There are a number of successful initiatives by NGOs in the field of children’s education, which ought to be replicated by the govt. for e.g. the Bhonga shalas (schools) run by Shramjeevi Sanghatna in the tribal areas of Thana.

The experiment in Gujrat which made the education of women compulsory and fined them for non attendance ensured that women there have achieved atleast functional literacy and send their daughters and hence also sons to school.

In Marathwada the chief minister announced a scheme whereby girls attending school were given a stipend which was also very effective.

  • Training courses for girls should look beyond the stereotypical domains of tailoring and beautician courses and be more market savvy.
  • CACL believes that every child who is out of school is a potential child labourer.
  • All forms of child labour should be banned and regarded as hazardous as it ruins the whole life of an individual.

(See also: Attached Case Study)


Women and Housing

The Supreme Court has observed that the foremost human right-the right to life, includes the right to livelihood and shelter which is reasonably proximate to the place of work. This is reiterated in international covenants of which India is a signatory. The single most critical problem associated with urban displacement is the loss of employment or of site related income sources and the uncertainty of finding new employment in the relocation area. The distance of the relocation site from the original place of residence and livelihood often becomes an insurmountable to maintain prior employment. The large distance often results in a large ratio of returnees. The evicted people often face deterioration in the quality of living.

A study of Bhabrekar Nagar (Malad) evictions and resettlement have shown that of the 511 resettled families (total number of families evicted = approx. 12,5000)

(Source: Urban Displacement in Mumbai- An Overview of Policy, YUVA, 1998)

Furthermore it has been observed that,

In the absence of policy guidelines on Urban Resettlement and Rehabilitation, the Project Affected Persons (PAPs) were not provided with any support mechanisms to restore their livelihood. Also there were inordinate delays in the provision of public utilities such as electricity and public distribution system and the maintenance of services was poor. To some extent, absence of post relocation support mechanisms and strong market forces led to re-sale of sub-letting of tenements by PAPs to outsiders.

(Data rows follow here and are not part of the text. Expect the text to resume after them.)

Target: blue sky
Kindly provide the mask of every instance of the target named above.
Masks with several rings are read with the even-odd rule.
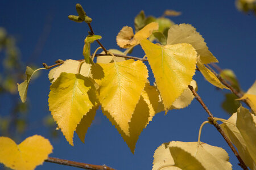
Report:
[[[122,27],[134,27],[134,18],[141,10],[147,16],[161,16],[166,9],[181,11],[181,16],[171,19],[177,24],[189,23],[196,27],[218,60],[218,65],[234,70],[245,91],[255,80],[255,16],[238,11],[233,1],[3,0],[0,1],[0,27],[5,27],[17,39],[24,62],[32,61],[40,66],[43,62],[52,65],[58,59],[82,59],[84,40],[89,29],[85,23],[77,23],[68,19],[69,15],[77,14],[77,3],[81,3],[93,19],[94,32],[102,36],[101,42],[107,49],[119,49],[115,36]],[[44,29],[49,31],[46,37],[42,36]],[[46,39],[45,44],[35,57],[33,53],[40,36]],[[97,46],[93,44],[92,50]],[[133,56],[142,57],[144,53],[138,48]],[[31,83],[28,92],[30,122],[34,124],[51,114],[47,102],[50,85],[48,71],[41,72],[40,76]],[[229,115],[221,107],[223,94],[228,90],[216,90],[198,72],[194,78],[198,83],[198,93],[213,115],[228,118]],[[8,100],[5,102],[9,104]],[[1,114],[6,111],[1,110]],[[105,164],[117,169],[150,169],[154,151],[161,143],[171,141],[196,141],[199,127],[207,119],[207,114],[196,100],[189,107],[171,110],[166,116],[163,113],[157,114],[142,131],[134,155],[100,110],[88,131],[85,144],[75,135],[72,147],[60,132],[59,140],[52,140],[43,125],[28,129],[23,139],[36,134],[49,138],[54,148],[51,155],[53,157]],[[239,169],[237,160],[213,126],[205,126],[201,141],[225,149],[234,169]],[[59,169],[76,168],[45,163],[36,169]]]

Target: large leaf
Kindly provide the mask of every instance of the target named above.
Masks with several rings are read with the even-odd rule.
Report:
[[[27,99],[27,88],[28,88],[28,84],[30,84],[30,80],[31,79],[33,75],[40,70],[46,70],[45,68],[40,68],[36,70],[34,70],[28,66],[27,66],[27,69],[26,70],[26,75],[27,75],[27,79],[21,83],[20,84],[18,83],[18,90],[19,91],[19,96],[23,103],[24,103],[26,99]]]
[[[256,163],[256,116],[241,106],[237,109],[236,125],[245,139],[250,155]]]
[[[168,109],[192,80],[196,52],[188,44],[162,46],[144,39],[141,45],[151,67],[164,108]]]
[[[17,145],[9,138],[0,137],[0,163],[16,170],[32,170],[42,165],[53,147],[49,141],[34,135]]]
[[[81,74],[62,73],[50,90],[49,110],[67,141],[73,146],[77,125],[96,104],[93,81]]]
[[[232,169],[232,165],[228,162],[229,158],[228,153],[221,148],[203,142],[201,142],[197,147],[197,142],[172,141],[162,144],[155,150],[153,169],[158,169],[167,165],[181,167],[183,165],[180,164],[180,160],[179,160],[181,156],[179,154],[187,158],[185,164],[188,168],[191,168],[186,169],[185,167],[182,167],[182,169],[194,169],[192,168],[193,166],[200,167],[197,169],[201,169],[202,166],[205,169],[209,170]],[[192,159],[191,156],[193,158]],[[196,164],[195,159],[201,165]]]
[[[100,86],[100,102],[129,135],[129,122],[147,81],[147,67],[142,61],[133,60],[99,65],[104,73],[103,79],[94,78]]]
[[[174,25],[168,32],[167,45],[188,43],[193,45],[204,64],[217,62],[218,60],[209,50],[204,39],[190,24]]]

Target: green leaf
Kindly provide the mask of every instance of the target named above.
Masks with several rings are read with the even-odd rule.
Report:
[[[93,61],[90,58],[90,44],[95,40],[101,39],[101,36],[99,35],[88,35],[84,40],[84,50],[82,55],[84,56],[84,60],[87,63],[93,63]]]
[[[27,66],[27,69],[26,70],[26,74],[27,75],[26,80],[20,84],[17,83],[19,96],[20,97],[20,99],[23,103],[25,102],[27,98],[27,88],[32,75],[35,74],[35,73],[40,70],[46,70],[46,69],[40,68],[34,71],[30,67]]]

There was complete lack of monitoring and evaluation of the relocation process primarily due to the absence of policy guidelines of a responsible authority to perform this function. Given the multiplicity of agencies involved in the relocation process, there was a lot of uncertainty regarding who would be monitoring implementation activities, mainly post relocation work. The problem was further compounded by and inadequate database and absence of documentation.